鷹野と矢橋・川崎の三人です。タイトル通りのぐだぐだっぷり(´ω`)


 年末。

 お互いお疲れ、とまずは乾杯して労い合った。グラスは三つ。四人掛けのテーブルの向かいには矢橋と川崎がいる。発表会の練習帰りの飲みの席にどうして例の眼鏡男子までいるのかと言うと、矢橋が「あんたから見てどうなんかをやな……!」と電話で泣きつかれたからだ。つまり将来を考える相手として旧友からの見解が聞きたいと。そういう事らしい。
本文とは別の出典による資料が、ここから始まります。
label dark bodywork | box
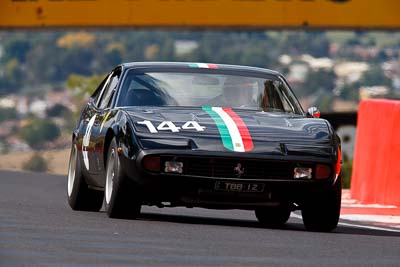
[73,63,340,209]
 既に佐々木(旧姓呼びはデフォルトだ。)には「絶対いいよりょーちゃん!」と太鼓判を押されたそうだが、男性からの意見も聞いておきたいのだろう。自分の事となるとやたらと慎重で引け腰なのは相変わらずだ。


 川崎も自分と矢橋の関係は知っているし、打ち合わせに何回か彼の勤務しているカフェを使った事があるのでお互い顔は知っている。「お邪魔して申し訳ない」と最初に謝られてしまった。(この三人の中ではどう考えても邪魔なのは俺の方だろう、とは思っても言わなかった。)


「そんで、どーなってんの。お二人」


 ぶほっ、と向かいですごい音がした。


「おい…」

「だ、大丈夫…?」

「――っ、ああびっくりした。…どうもこうも…まあ、まあ、……?」

「…いーんすか。あなたこんな女で」


 半目で呻きつつ川崎に訊くと、彼は眼鏡の奥の目を細めながら「ははは、」と可笑しそうに、しかし控え目な笑い声を上げる。


「なかなか勝たせてもらえないのも愉しんでるから」

「ちょっ、由貴さん何かそれ、あたしが痛いっ!」

「はあ……」呆れ顔。「焦しプレイ? 何してんのオマエ。わかってんならさっさと降参して大人しく食われとけっつの」

「恵亮黙れえぇぇっ」


 だんっ、とテーブルが揺れる。矢橋は耳まで赤い。


「あははは、明け透け無いなあ鷹野君」

「いやあ、俺は川崎さんのが不憫っつーか……ねえ? どうなんすか実際」

「不憫ってそんな」にこり。「うーん……お楽しみは待った方がっていうのもあるのかな…? 好きな物は最後までとっとく派だから」

「おおー?」にやり。「どうするオマエ。この人食う気満々だけど保つのか?」

「あっ、あんたら面白がっとるやろ!?」

「フツーに惚気なんか聞いてて楽しいわけねーだろ」


 ふん、と鼻を鳴らしてからまたグラスを煽る。


「けーすけ…あんたホンマ、時と場所と態度をやな…!」

「何。俺にどうしててほしいわけ?」

「………いい。もういい。あんたに泣きついたあたしがアホやった」

「泣きつく相手間違ってるって気付いたか? 遅 ぇ よ」

「こいつ友達甲斐なさすぎるっ」


 どうとでも言え、とフライドポテトをぱくり。

 ここ数ヶ月の間に色々とあった。自分は師匠の伝手でメディアに押し出され、何でだか音楽雑誌やラジオに呼ばれたり30分枠の教養番組に指導役で出る羽目になったりで以前の比にならない忙しさの中にいる。反響はまあまあ。(30になってもこの顔と中身にはまだまだ需要があるらしい。)勿論ギターの腕が第一には変わりなくギターが恋人状態。特定の相手を持つ事はなく、遊びもそろそろ落ち着いてきたかなという具合だ。(枯れたわけじゃない。断じて。)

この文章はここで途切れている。